Steve Langasek wrote:
> On Tue, Mar 28, 2006 at 03:29:27PM -0500, Michael Spang wrote:
>
> Why would you do this?  The normal semantics of make *deliberately* allow
> you to use the output of a previous make run; requiring clean before every
> build excludes a valid use case, whereas the standard tools
> (dpkg-buildpackage) account for the converse quite satisfactorily already.
>
> Cheers,
I did so because it allows the .deb to be built flawlessly with a single
"debian/rules" rather than dpkg-buildpackage which does several things
unnecessary for either testing or building for installation rather than
upload. The most annoying thing is the prompt for my gpg pass phrase
unless it is run with two arguments. I have been using rules directly
because of this annoyance.
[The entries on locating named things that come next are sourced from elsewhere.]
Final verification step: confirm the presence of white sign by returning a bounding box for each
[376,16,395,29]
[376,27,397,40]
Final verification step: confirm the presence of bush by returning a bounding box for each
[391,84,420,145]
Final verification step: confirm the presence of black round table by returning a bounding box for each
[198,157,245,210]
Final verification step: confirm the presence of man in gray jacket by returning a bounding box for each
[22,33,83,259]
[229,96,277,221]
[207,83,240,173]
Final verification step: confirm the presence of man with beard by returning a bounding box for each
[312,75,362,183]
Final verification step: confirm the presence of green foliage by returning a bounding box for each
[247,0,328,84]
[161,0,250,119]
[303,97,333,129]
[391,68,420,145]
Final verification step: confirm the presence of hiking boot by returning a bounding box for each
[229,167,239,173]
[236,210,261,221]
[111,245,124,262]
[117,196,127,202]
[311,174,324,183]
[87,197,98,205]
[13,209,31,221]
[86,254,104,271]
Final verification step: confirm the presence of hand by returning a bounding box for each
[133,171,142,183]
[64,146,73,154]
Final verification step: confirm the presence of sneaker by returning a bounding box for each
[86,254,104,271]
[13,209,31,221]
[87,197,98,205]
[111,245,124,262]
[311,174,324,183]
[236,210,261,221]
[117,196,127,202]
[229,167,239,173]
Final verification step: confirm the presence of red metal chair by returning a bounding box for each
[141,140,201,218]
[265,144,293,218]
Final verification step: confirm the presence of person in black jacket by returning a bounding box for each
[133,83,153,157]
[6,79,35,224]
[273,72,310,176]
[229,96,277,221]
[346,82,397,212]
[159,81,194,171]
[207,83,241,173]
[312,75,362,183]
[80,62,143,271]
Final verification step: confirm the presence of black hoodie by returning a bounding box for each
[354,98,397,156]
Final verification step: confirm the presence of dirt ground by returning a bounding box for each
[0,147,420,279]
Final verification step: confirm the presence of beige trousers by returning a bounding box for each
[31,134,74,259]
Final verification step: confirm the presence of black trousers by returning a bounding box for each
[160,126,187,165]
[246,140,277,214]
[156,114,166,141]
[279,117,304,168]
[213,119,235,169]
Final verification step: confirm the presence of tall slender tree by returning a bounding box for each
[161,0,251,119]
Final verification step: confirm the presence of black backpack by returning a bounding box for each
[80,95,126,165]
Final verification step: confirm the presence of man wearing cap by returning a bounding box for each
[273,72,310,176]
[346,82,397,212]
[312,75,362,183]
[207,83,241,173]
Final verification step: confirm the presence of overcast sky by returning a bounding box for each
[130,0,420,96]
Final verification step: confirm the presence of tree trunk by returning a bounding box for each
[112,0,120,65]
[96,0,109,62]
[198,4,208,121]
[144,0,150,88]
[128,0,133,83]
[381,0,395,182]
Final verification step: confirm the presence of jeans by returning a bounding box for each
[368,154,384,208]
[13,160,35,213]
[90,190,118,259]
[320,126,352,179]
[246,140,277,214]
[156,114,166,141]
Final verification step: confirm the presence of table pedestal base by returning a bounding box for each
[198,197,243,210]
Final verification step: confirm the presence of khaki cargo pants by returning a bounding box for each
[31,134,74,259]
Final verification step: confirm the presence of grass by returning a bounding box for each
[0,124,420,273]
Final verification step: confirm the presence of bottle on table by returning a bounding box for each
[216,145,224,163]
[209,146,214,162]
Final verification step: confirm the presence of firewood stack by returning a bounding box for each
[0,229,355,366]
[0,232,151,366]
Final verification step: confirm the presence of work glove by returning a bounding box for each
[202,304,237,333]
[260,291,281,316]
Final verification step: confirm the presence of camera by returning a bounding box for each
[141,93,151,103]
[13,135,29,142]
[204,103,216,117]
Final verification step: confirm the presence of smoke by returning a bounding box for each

Rather than manually cleaning between tests,
I added the dependency of build on clean that caused this bug. It was
merely for convenience. Of course dpkg-buildpackage already ensures that
the tree is clean. I found it quite irritating, however, to find the
package installed over top of an older revision during testing. I added
the dependency in response to this. Regardless, the new revision has
already been uploaded thanks to Don Armstrong.

I will rework rules to be more dpkg-buildpackage friendly for the next
release. Currently some unnecessary work is done (building twice) but
this is easily fixed. This will of course require moving the clean
dependency again, this time to a new default target that
dpkg-buildpackage will not use. I should have done this in the first
place, but I'll admit that I have been giving more consideration to my
own way of doing things than the standard way.